Qualche giorno fa mi sono ritrovato al centro di un dibattito circa l’espressione del viso che un mio cliente avrebbe dovuto assumere in una foto per promuovere il suo nuovo prodotto. Lui cercava di assumere una specifica espressione per convincere chi avrebbe guardato la foto della bontà del prodotto. La consulente di personal branding suggeriva una posa diversa, uno sfondo specifico, e un vestito più in tema. Io ho invitato il mio cliente a essere se stesso, senza atteggiarsi, perché al naturale è una calamita per l’attenzione di chi ha di fronte, e quando si mette in posa il suo magnetismo viene meno. Ognuno di noi, temo, passa attraverso questo harakiri tutte le volte che cerca di fare qualcosa per apparire diverso da quello che è.

Nell’articolo sulla differenza fra essere e fare raccontavo di quella esperienza unica di essere il padre di mia figlia senza fare nulla di speciale. Il problema di essere è che tante volte non ci soddisfa, e da questa insoddisfazione scaturisce il bisogno di fare qualcosa per cancellare il disagio che proviamo. Funzioniamo così, mi pare, quando non ci mettiamo la testa, e questo è uno dei motivi alla radice della mia ricerca sul tema della mindfulness. Però non è obbligatorio. Anzi, spesso sei meglio di quello che credi e nel tentativo di proiettare un’immagine migliore o semplicemente diversa di te finisci col creare un conflitto fra quello che fai e quello che sei. È da questa discrepanza che origina quell’insoddisfazione perenne che ci portiamo dietro. Ed è per questo che dovremmo preoccuparci un po’ di più del nostro personal brand, ovvero di quello che ci rende unici.

Per essere noi stessi non dobbiamo fare altro che levare di torno tutte quelle cose che ce lo impediscono e che spesso subiamo per nostra scelta, perché è più semplice che cambiare le cose. A te, cosa ti impedisce di essere te stesso?

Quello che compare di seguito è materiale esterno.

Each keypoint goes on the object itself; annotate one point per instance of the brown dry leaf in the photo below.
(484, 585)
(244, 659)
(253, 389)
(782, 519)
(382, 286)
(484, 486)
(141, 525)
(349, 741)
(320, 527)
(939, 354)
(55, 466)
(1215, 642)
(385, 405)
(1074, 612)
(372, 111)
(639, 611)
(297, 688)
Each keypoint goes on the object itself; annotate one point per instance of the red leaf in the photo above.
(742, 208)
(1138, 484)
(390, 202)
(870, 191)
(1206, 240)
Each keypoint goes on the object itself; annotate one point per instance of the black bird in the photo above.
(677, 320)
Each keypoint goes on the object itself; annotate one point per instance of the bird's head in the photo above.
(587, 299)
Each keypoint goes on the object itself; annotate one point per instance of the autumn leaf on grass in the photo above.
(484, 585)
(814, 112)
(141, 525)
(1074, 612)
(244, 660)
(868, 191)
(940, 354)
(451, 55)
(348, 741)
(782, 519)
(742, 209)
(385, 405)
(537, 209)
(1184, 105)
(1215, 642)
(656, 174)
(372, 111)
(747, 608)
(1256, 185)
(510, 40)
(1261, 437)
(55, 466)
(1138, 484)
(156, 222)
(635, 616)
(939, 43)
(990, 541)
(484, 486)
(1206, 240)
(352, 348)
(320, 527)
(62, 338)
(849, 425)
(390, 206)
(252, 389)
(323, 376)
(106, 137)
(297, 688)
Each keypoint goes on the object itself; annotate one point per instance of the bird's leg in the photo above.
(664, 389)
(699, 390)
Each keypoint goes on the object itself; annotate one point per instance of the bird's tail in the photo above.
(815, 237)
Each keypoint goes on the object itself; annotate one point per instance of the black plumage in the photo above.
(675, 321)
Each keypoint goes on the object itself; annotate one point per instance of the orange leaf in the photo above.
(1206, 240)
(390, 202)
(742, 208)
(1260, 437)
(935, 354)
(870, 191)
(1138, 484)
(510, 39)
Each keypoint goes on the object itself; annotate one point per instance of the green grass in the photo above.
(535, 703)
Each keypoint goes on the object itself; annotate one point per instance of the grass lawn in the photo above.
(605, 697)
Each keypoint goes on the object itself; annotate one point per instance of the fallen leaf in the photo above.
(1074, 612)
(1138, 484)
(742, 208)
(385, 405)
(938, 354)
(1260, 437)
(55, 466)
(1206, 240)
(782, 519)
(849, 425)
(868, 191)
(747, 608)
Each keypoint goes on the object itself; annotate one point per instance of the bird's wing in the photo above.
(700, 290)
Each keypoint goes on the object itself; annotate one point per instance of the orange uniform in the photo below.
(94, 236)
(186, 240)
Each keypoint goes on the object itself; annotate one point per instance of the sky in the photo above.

Ti lascio con questa domanda perché io ci sto riflettendo da parecchio tempo, e benché abbia compiuto notevoli progressi in merito, più vado avanti più mi rendo conto che essere me stesso è molto più difficile che fare quello che mi viene detto di fare per essere quello che vorrei essere. Che poi il punto è proprio quello: imparare a fare quello che siamo e non essere quello che facciamo. In fondo quello che siamo è sempre meglio di una reazione a uno stimolo esterno.